How do adolescent sports injuries occur?

The number of adolescents who participate in organized sports has increased over the last few decades. In particular, the number of young women participating in sports has grown very rapidly. With this increase has come a corresponding increase in sports injuries. Forty percent of all pediatric injuries are sports-related. Estimates put this number at 4.4 million injuries per year. Overall, male and female injury rates are becoming equal.

Injuries related to sports participation fall into two types of trauma: micro (due to repetitive trauma) and macro (due to a single traumatic event). Often these injuries are trivialized and the young athlete is asked or encouraged to "toughen up and play through the pain." This approach is not in the young athlete's best interest for the following reasons:

  • It often leads to delayed healing and return to sports.
  • It can turn an easily treatable injury into one that becomes difficult to treat.
  • In some cases, it can result in a prominent injury that precludes sports participation.

The adolescent is still growing. The growth plates (physis) are cartilaginous (strong connective tissue) areas of the bones from which the bones elongate or enlarge. Repetitive stress or sudden large forces can cause injury to these areas. In the adolescent knee, such injuries include:

  • Fracture: Breaking of the growth plates.
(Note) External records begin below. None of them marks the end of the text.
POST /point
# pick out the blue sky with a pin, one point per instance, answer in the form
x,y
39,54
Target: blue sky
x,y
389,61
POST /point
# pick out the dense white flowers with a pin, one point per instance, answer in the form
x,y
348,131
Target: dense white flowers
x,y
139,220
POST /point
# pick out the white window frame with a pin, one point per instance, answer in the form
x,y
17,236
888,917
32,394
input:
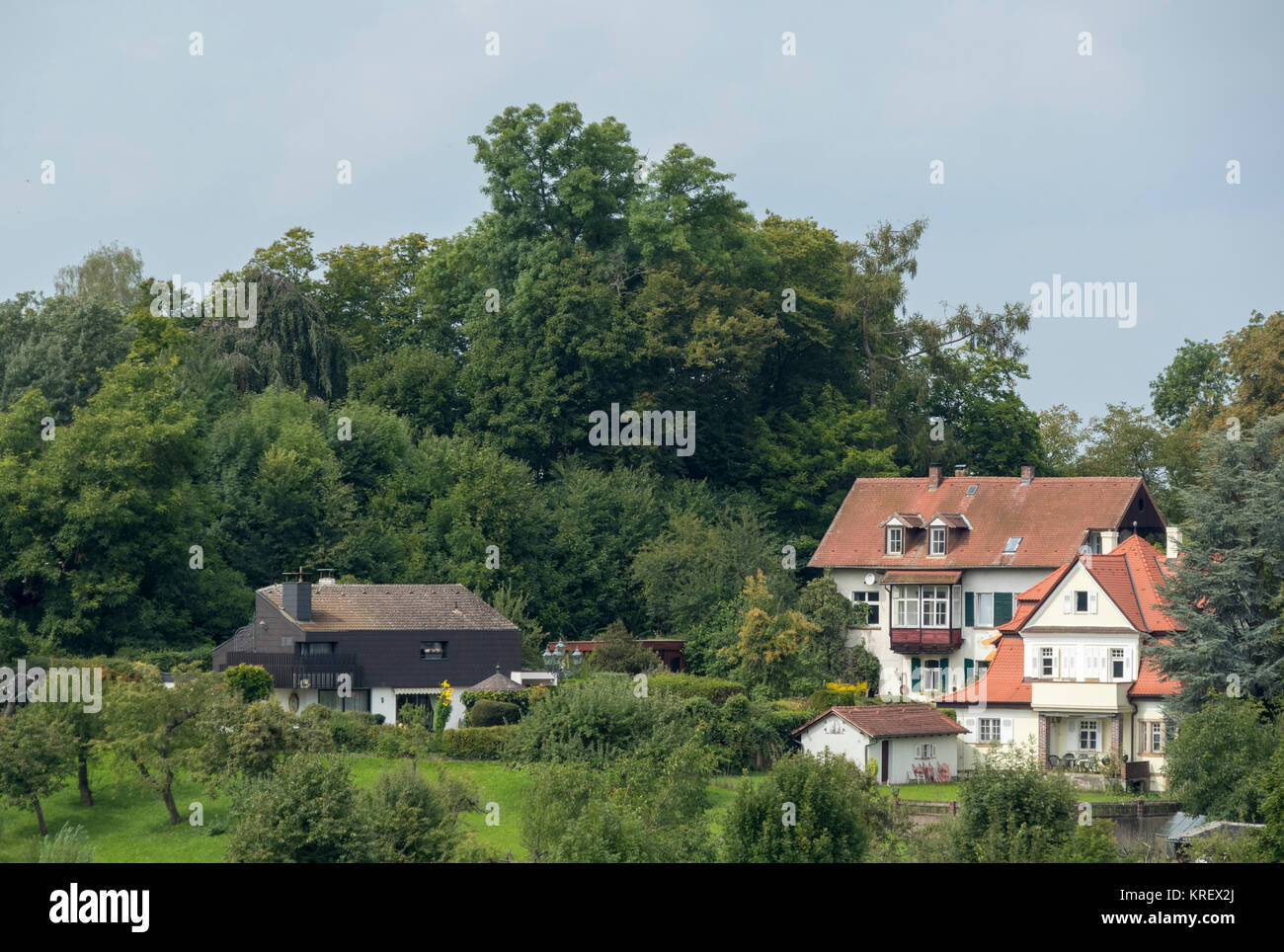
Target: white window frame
x,y
872,599
1089,732
904,600
984,609
899,535
936,607
937,535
A fracture through the growth plate can be a very serious injury that can stop the bone from growing properly. These fractures should be treated by an orthopedist, as some will require surgery.
  • Osgood-Schlatter's disease: Pain at the knob just below the knee cap (tibia tubercle). Overuse injury may occur because of year-round sports participation. This type of injury responds to rest and activity modification. Adolescents will outgrow Osgood-Schlatter's.
  • Sindig-Larsen-Johansson disease: Pain at the lower pole of the knee cap (patella). Sindig-Larsen-Johansson disease is caused by overuse and is treated with rest. Adolescents will outgrow it.
  • Osteochondritis dissecans: Separation of a piece of bone from its bed in the knee joint. This injury is usually due to one major macro event, with repetitive macro trauma that prevents complete healing. This injury is potentially very serious. Treatment varies from rest to surgery.
  • Bipartite/multipartite patella: Results from failure of a bone growth center to fuse normally. Rest is the first line of treatment, but if pain persists, surgery may be required.
  • Anterior knee pain: Anterior knee pain, or patella femoral syndrome, is often passed off as growing pains. Causes of this pain include overuse, muscle imbalance, poor flexibility, poor alignment, or, more commonly, a combination of these. Anterior knee pain is one of the most difficult adolescent knee injuries to sort out and treat. Accurate diagnosis and treatment depends on finding a musculoskeletal specialist with a special interest and expertise in this difficult area.
  • Patellar instability: Patellar (kneecap) instability can range from partial dislocation (subluxation) to dislocation with fracture. Partial dislocation can often be treated conservatively. Dislocation with or without fracture is a much more serious injury and usually will require surgery.
  • Knee ligaments and the menisci (cartilage between the leg bones): Have greater blood supply and are more elastic in adolescents than in adults. As adolescents near the end of bone growth, their injuries become more adult-like and the adolescents become more susceptible to meniscal and anterior cruciate ligament (ACL) injuries.
  • Medial collateral ligament (MCL) injury: This injury results from a lateral blow to the knee. Pain is felt on inner side (medially) of the knee. MCL injuries respond well to protective bracing and conservative treatment.
  • Anterior cruciate ligament (ACL) injury:This injury is most commonly caused by a non – contact twisting or deceleration mechanism which results in excessive hyperextension or interval rotation forces on the anterior cruciate ligament. Non-contact injuries of the ACL are becoming more common than contact injuries. Adolescent females are at high risk. Combination injuries with MCL or menisci are common. Surgical reconstruction is needed if the adolescent wishes to continue participating in "stop-and-start" sports.
  • Meniscal injury: An injury to the meniscus, the crescent-shaped cartilage between the thigh bone (femur) and lower leg bone (tibia). These injuries usually result from twisting. Swelling, catching, and locking of the knee are common. Nearly all of these types of injuries will require arthroscopic surgery.